Griselda shrugged. "For now, at least... But are you honestly prepared to be Headmistress? It is a challenging position, especially during these times. You'd be watched closely. And that," she added slyly, "goes for your private life as well. Nobody cares much about whom a spinster schoolteacher brings to her bed as long as she is discreet about it, but the Headmistress of Hogwarts can't afford to be suspected of corrupting innocent youth."

Putting out her cigarillo, she shrugged again. "It's the hypocrisy of our society, my dear.
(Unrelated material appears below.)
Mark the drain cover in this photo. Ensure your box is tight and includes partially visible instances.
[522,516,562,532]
Spend a hundred years in celibacy and no one will raise an eyebrow; live your life as an adult with wants and needs, and risk being condemned by all sorts of busybodies who think they are perfectly entitled to meddle in your private affairs."

She watched McGonagall's face grow pale, the already-pursed mouth narrowing into a fine, fine line. Griselda reached out to pat the woman's knee, taking care to do so gently. Then she lit herself another cigarillo, and waited.

"No," said McGonagall at last. "I will not leave."

Would not, not could not. Griselda smiled.

"Minerva was the goddess of wisdom," she observed.

McGonagall nodded. The color had returned to her cheeks. "But also the goddess of heroism."

"Not old enough for selfishness, then?"

Griselda held out her pack of cigarillos again; this time, Minerva took one. A thin smile lurked about her lips as she lit it with a light tap of her wand. "I suppose not."

The smoke unfurled in front of them, painting scenes that mingled and dispersed and reappeared. Griselda squinted at the sky. It was time to go back soon, she mused. After all, her mission here was done. Still, there was one last thing she wanted to hear.

"And if they appoint someone else?" she asked, her tone casual as she turned to look at McGonagall. "You know there is a real risk that may happen. Imagine the Ministry sends some dodgy character of who-knows-what political persuasion... What would you do then?"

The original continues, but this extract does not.